I’ve followed your career for years, and it was really fun to see Southern Book Club catch on the way it did. Did its success change anything for you?
Everything. There is an enormous difference in your career before and after you hit the New York Times bestseller list, even if you only gently kiss it the way I did. Everyone feels reassured that you’ve got potential, the words “New York Times bestselling author” start appearing on all your press material, and you always get the biggest slice of pizza after that. Also, you’re suddenly able to understand the language of the animals which really is something else.
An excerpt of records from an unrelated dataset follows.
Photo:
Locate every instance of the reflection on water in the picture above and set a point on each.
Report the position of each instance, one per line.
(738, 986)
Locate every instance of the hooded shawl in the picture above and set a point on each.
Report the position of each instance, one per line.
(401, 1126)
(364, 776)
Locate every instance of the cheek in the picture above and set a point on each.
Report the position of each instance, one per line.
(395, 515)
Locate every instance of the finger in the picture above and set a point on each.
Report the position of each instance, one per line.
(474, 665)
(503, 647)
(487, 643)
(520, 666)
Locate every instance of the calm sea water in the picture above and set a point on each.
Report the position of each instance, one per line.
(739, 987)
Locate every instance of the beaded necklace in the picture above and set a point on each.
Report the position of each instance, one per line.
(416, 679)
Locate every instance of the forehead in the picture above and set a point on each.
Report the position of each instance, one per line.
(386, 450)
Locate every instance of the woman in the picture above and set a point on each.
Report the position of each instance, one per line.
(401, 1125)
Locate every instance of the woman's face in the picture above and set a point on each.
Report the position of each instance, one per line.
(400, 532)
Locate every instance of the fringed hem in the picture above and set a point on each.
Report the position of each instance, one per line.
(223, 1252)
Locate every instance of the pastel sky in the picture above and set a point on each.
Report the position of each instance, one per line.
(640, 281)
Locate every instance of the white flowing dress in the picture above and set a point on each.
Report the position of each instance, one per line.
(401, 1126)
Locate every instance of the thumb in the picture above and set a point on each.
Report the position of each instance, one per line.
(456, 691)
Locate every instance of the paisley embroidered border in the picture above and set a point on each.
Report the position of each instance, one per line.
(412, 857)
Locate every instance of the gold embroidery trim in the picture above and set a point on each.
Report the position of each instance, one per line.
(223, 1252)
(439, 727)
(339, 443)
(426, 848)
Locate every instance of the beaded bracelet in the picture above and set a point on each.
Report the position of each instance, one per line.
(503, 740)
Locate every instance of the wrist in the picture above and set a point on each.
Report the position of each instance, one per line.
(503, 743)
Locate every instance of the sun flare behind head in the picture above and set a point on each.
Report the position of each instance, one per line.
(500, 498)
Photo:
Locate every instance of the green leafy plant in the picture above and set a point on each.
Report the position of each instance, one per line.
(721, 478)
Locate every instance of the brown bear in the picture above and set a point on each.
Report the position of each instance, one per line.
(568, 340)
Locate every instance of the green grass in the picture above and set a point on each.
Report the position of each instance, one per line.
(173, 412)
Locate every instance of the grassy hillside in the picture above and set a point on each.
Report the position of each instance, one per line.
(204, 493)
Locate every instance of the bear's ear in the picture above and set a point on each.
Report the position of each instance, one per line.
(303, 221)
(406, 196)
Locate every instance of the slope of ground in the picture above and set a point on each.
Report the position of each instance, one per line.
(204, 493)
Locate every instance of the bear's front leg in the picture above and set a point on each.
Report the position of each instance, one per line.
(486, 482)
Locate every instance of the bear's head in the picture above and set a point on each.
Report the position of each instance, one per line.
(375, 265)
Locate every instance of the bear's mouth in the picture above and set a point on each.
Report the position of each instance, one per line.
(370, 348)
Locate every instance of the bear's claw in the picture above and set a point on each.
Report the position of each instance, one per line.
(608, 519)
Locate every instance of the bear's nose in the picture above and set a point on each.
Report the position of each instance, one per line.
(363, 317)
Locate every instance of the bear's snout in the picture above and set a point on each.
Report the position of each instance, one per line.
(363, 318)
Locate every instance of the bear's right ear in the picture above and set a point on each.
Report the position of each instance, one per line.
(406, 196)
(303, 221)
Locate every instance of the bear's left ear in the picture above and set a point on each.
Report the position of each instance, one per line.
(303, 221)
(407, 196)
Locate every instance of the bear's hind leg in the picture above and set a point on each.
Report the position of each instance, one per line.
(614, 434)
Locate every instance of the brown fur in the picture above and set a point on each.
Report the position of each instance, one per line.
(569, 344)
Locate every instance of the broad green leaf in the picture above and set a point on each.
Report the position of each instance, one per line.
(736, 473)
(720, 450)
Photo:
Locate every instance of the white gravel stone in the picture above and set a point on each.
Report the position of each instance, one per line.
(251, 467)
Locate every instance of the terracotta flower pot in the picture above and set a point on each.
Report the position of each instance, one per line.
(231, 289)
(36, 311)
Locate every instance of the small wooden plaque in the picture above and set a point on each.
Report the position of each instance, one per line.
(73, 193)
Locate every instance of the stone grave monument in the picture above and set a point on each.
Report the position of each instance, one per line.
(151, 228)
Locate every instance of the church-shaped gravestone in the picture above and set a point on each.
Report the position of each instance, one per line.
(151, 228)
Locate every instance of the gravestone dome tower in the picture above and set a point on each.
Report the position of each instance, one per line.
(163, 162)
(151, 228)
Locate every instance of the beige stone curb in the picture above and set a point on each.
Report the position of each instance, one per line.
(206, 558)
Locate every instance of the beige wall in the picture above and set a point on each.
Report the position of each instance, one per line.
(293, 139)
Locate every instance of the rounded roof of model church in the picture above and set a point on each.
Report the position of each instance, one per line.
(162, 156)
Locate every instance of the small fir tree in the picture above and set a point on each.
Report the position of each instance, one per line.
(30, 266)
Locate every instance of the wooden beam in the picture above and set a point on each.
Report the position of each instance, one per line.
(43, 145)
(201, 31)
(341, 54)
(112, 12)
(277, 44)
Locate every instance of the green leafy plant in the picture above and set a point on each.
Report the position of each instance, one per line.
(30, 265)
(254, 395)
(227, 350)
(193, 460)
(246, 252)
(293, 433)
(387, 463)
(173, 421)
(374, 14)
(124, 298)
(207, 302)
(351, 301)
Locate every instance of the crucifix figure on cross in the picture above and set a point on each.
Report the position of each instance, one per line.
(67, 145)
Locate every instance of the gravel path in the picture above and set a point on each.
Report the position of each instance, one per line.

Who knew cats were so mean? [Ed. note: Everybody. — A.S.]
Can you tell me anything at all about your next novel—or, for that matter, your kung fu movie book?
These Fists Break Bricks was supposed to be a coffee table book of martial arts movie posters, but it wound up eating an entire year of my life, which sounds about right if you’re going to tell the story of how kung fu movies came to America. It’s out in the fall, and my co-author, Chris Poggiali, is an intense researcher. We dug up stories about everything from 11-year-old boys making international blockbusters, to the CIA secretly financing karate films as fronts (think Argo meets Ed Wood), to the New York Times sparking a brutal police crackdown on Black New Yorkers by publishing fake stories about a fabricated street gang of Black karate experts out to murder white people, something they’ve never acknowledged or apologized for. As for the new novel, it’ll be out next year, and all I can say is that it’s about brothers and sisters and evil puppets, and it’s set in the midst of 2020.